En passant autour de l'église, dans une nef mitoyenne à l'église, et disposant d'un petit parvis avec vue sur le golfe, j'ai vu la porte entre-baillée, et lorsque je m'en approchais, elle s'est ouverte. Un type me proposait de rentrer, que justement le curé se trouvait là, lui-même présent pour essayer de sortir un tableau qui ne passait pas par la porte et le remettre dans l'église Saint-Laurent proprement dite, où il se trouvait d'ailleurs avant (avant la guerre). Il attendait un gars de la régie municipale, et celui-ci est arrivé à l'instant, pendant que nous discutions du tableau, trop grand de 18 mm pour la porte ; je suis sûr que s'ils avaient voulu que je les aide, le tableau serait dehors à présent. Mais c'est moi que le curé a mis dehors, prétextant qu'il allait fermer. Sur ce petit parvis, carré, comme un terrasse avec balustrade en ferronnerie, qui domine la route d'1,5 m., je voyais d'un côté la Tourette toute proche, et à ma gauche, au loin après la Joliette, la tour en construction de Zaha Hadid, immense, presque phénoménale, parce que la ville veut avoir son phénomène de tour avec sa flotille de yachts, et ne répondant au fonctionnement de rien, sinon le mot d'August Komendant qui dit qu'arriver à une signification architecturale avec une structure horizontale est difficile ; c'est-à-dire implicitement que la tour est une recette… L'intention manifeste dans cette tour me semblait d'autant plus grossière que lorsqu'il s'agit d'invoquer le passé patrimonial pour remettre un tableau à sa place sans se demander si c'est toujours sa place ou si ce tableau a une valeur autre que celle d'indice d'histoire, la même municipalité sera toujours d'accord.

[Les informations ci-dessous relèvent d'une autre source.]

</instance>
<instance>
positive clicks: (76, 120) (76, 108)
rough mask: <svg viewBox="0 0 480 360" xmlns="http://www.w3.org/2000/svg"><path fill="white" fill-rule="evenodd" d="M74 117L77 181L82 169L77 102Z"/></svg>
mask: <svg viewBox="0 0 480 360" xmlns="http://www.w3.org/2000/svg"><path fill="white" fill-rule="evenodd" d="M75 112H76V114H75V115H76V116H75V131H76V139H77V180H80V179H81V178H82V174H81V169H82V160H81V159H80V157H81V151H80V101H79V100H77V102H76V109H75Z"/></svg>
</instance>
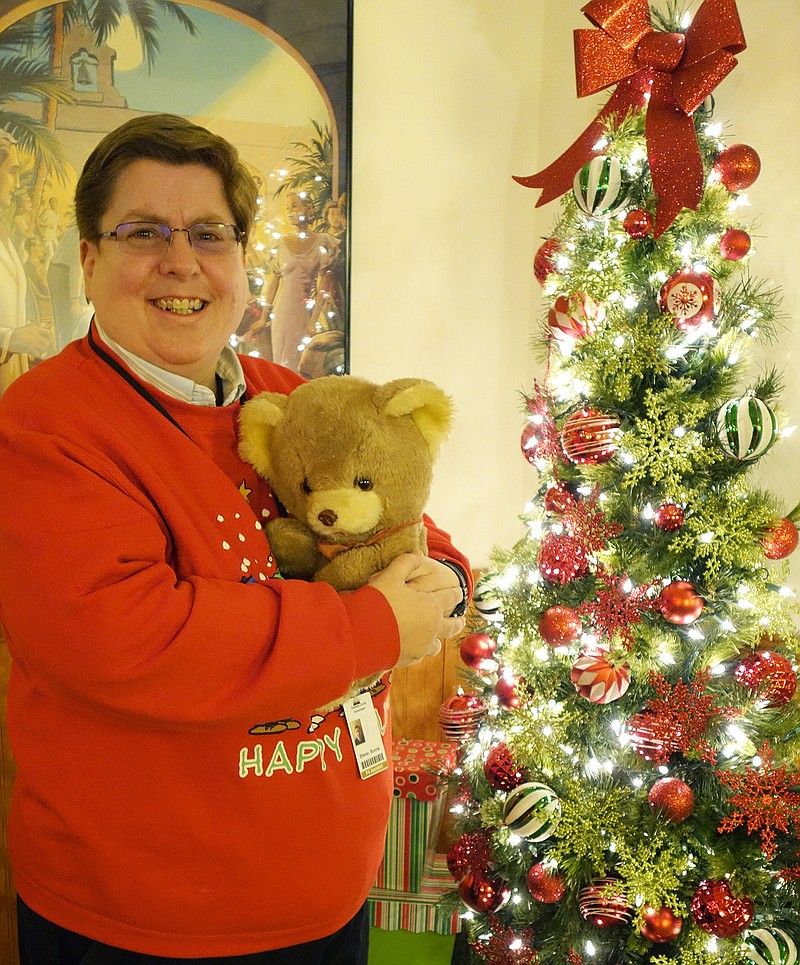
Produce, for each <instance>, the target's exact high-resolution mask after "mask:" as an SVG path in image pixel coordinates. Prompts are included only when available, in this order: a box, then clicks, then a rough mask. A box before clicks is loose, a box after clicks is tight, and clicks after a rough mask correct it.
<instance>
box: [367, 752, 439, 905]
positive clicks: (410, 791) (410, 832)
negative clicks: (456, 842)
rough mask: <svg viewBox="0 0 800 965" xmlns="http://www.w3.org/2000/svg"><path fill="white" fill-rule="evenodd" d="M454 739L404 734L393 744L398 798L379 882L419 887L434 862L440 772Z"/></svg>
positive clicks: (438, 832) (378, 879) (388, 834)
mask: <svg viewBox="0 0 800 965" xmlns="http://www.w3.org/2000/svg"><path fill="white" fill-rule="evenodd" d="M454 751H455V745H454V744H451V743H449V742H446V743H439V742H436V741H421V740H409V739H408V738H400V739H399V740H396V741H394V742H393V745H392V762H393V765H394V799H393V801H392V806H391V810H390V812H389V827H388V829H387V832H386V846H385V849H384V856H383V861H382V862H381V866H380V868H379V869H378V875H377V878H376V879H375V887H376V888H388V889H393V890H396V891H402V892H410V893H415V892H419V891H420V889H421V888H422V880H423V877H424V875H425V871H426V869H429V868H431V867H432V866H433V861H434V856H435V854H436V843H437V839H438V837H439V828H440V826H441V823H442V812H443V809H444V796H443V794H442V793H441V790H442V788H441V786H440V785H439V778H440V776H441V774H442V773H444V772H445V771H446V770H447V769H448V768H449V767H450V766H451V764H452V760H453V754H454Z"/></svg>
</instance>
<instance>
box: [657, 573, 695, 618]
mask: <svg viewBox="0 0 800 965" xmlns="http://www.w3.org/2000/svg"><path fill="white" fill-rule="evenodd" d="M656 603H657V606H658V609H659V610H660V611H661V615H662V616H663V617H664V619H665V620H667V621H669V622H670V623H674V624H676V625H677V626H688V625H689V624H690V623H694V621H695V620H696V619H697V618H698V617H699V616H700V614H701V613H702V612H703V606H704V604H705V601H704V600H703V598H702V597H701V596H700V595H699V594H698V592H697V589H696V588H695V587H694V586H693V585H692V584H691V583H687V581H686V580H674V581H673V582H672V583H668V584H667V585H666V586H665V587H664V589H663V590H662V591H661V593H660V595H659V597H658V600H657V601H656Z"/></svg>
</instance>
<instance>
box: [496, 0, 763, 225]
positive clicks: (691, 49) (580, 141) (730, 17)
mask: <svg viewBox="0 0 800 965" xmlns="http://www.w3.org/2000/svg"><path fill="white" fill-rule="evenodd" d="M582 12H583V13H584V15H585V16H586V17H587V18H588V19H589V20H590V21H591V22H592V23H593V24H595V25H596V26H597V27H599V28H600V29H599V30H576V31H575V76H576V86H577V91H578V97H586V96H587V95H588V94H595V93H597V92H598V91H600V90H603V89H604V88H606V87H610V86H611V85H612V84H616V85H617V89H616V90H615V91H614V93H613V94H612V96H611V99H610V100H609V101H608V103H607V104H606V105H605V107H604V108H603V109H602V110H601V111H600V113H599V114H598V115H597V117H596V118H595V119H594V121H592V123H591V124H590V125H589V127H587V128H586V130H585V131H584V132H583V134H582V135H581V136H580V137H579V138H578V140H577V141H575V143H574V144H573V145H572V146H571V147H569V148H567V150H566V151H565V152H564V153H563V154H562V155H561V157H559V158H558V159H557V160H556V161H554V162H553V163H552V164H551V165H550V166H549V167H546V168H544V169H543V170H542V171H539V172H538V173H537V174H531V175H530V176H528V177H515V178H514V180H515V181H518V182H519V183H520V184H522V185H524V186H525V187H527V188H542V189H543V191H542V196H541V197H540V198H539V200H538V202H537V203H536V206H537V207H539V206H540V205H543V204H546V203H547V202H548V201H552V200H553V198H557V197H559V196H560V195H562V194H564V193H565V192H566V191H567V190H569V188H570V187H571V185H572V180H573V178H574V176H575V172H576V171H578V170H579V169H580V168H581V167H583V165H584V164H586V162H587V161H589V160H590V159H591V158H592V157H593V156H594V155H595V154H597V153H598V152H597V149H596V147H595V145H596V143H597V141H598V139H599V138H600V137H601V136H602V133H603V128H604V124H605V122H606V121H607V119H608V118H609V117H610V116H611V115H612V114H616V115H617V116H618V117H619V118H620V119H621V118H623V117H624V116H625V114H627V112H628V111H629V110H630V109H640V108H642V107H644V106H645V104H646V103H647V101H648V94H649V105H648V107H647V117H646V120H645V136H646V139H647V156H648V160H649V162H650V172H651V175H652V178H653V188H654V189H655V192H656V194H657V196H658V207H657V211H656V225H655V236H656V238H658V237H659V236H660V235H662V234H663V233H664V232H665V231H666V230H667V228H668V227H669V226H670V225H671V224H672V222H673V221H674V220H675V218H676V217H677V216H678V214H679V213H680V211H681V209H682V208H692V209H693V210H696V209H697V206H698V205H699V203H700V198H701V197H702V194H703V162H702V158H701V157H700V150H699V148H698V146H697V136H696V134H695V130H694V122H693V121H692V113H693V112H694V111H695V110H696V109H697V108H698V107H699V106H700V105H701V104H702V103H703V101H704V100H705V99H706V97H708V95H709V94H710V93H711V92H712V91H713V90H714V88H715V87H716V86H717V85H718V84H719V83H720V82H721V81H722V80H723V79H724V78H725V77H726V76H727V75H728V74H729V73H730V72H731V71H732V70H733V68H734V67H735V66H736V58H735V57H734V54H738V53H741V52H742V51H743V50H744V49H745V47H746V46H747V45H746V43H745V39H744V33H743V31H742V24H741V21H740V20H739V13H738V11H737V9H736V0H704V3H703V4H701V6H700V8H699V10H698V11H697V13H696V15H695V17H694V20H693V21H692V25H691V26H690V27H689V29H688V30H687V32H686V33H685V34H682V33H663V32H657V31H654V30H653V27H652V23H651V20H650V6H649V3H648V0H591V2H589V3H587V4H586V6H585V7H583V11H582Z"/></svg>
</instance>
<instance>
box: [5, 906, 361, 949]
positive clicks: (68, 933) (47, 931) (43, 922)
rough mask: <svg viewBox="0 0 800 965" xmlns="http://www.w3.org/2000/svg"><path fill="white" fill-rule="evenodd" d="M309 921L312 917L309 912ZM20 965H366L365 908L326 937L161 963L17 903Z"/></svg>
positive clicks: (17, 918)
mask: <svg viewBox="0 0 800 965" xmlns="http://www.w3.org/2000/svg"><path fill="white" fill-rule="evenodd" d="M309 917H313V916H312V915H311V913H310V912H309ZM17 921H18V923H19V954H20V965H367V949H368V946H369V918H368V916H367V906H366V905H364V906H363V908H362V909H361V911H359V912H358V914H357V915H356V916H355V918H353V919H352V921H350V922H348V923H347V924H346V925H345V926H344V928H341V929H340V930H339V931H338V932H334V934H333V935H329V936H328V937H327V938H320V939H318V940H317V941H314V942H304V943H303V944H302V945H292V946H291V947H290V948H279V949H277V950H276V951H273V952H258V953H256V954H255V955H233V956H228V957H225V958H161V957H159V956H157V955H140V954H139V953H138V952H126V951H125V950H124V949H121V948H112V947H111V946H110V945H103V944H102V942H95V941H92V940H91V938H84V937H83V936H82V935H76V934H75V932H71V931H67V929H66V928H60V927H59V926H58V925H54V924H53V923H52V922H50V921H47V919H45V918H42V917H41V915H37V914H36V912H35V911H33V910H32V909H31V908H29V907H28V906H27V905H26V904H25V903H24V902H23V901H22V900H20V899H19V898H17Z"/></svg>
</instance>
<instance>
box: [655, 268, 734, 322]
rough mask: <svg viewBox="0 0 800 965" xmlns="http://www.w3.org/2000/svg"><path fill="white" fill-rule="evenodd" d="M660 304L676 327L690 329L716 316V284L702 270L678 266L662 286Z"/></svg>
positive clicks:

Enfin, j'empruntais la voie brève et en pente qui passe entre les bâtiments de l'église et ceux de la Tourette, et me retrouvais dans la vaste cour formée par cet ensemble, et utilisée pour stationner les voitures, et j'étais heureux des détails, notamment des éléments en terre cuite, ou les passerelle brèves qui aboutissent depuis les balcons d'un immeuble sur un mur aveugle de l'immeuble voisin.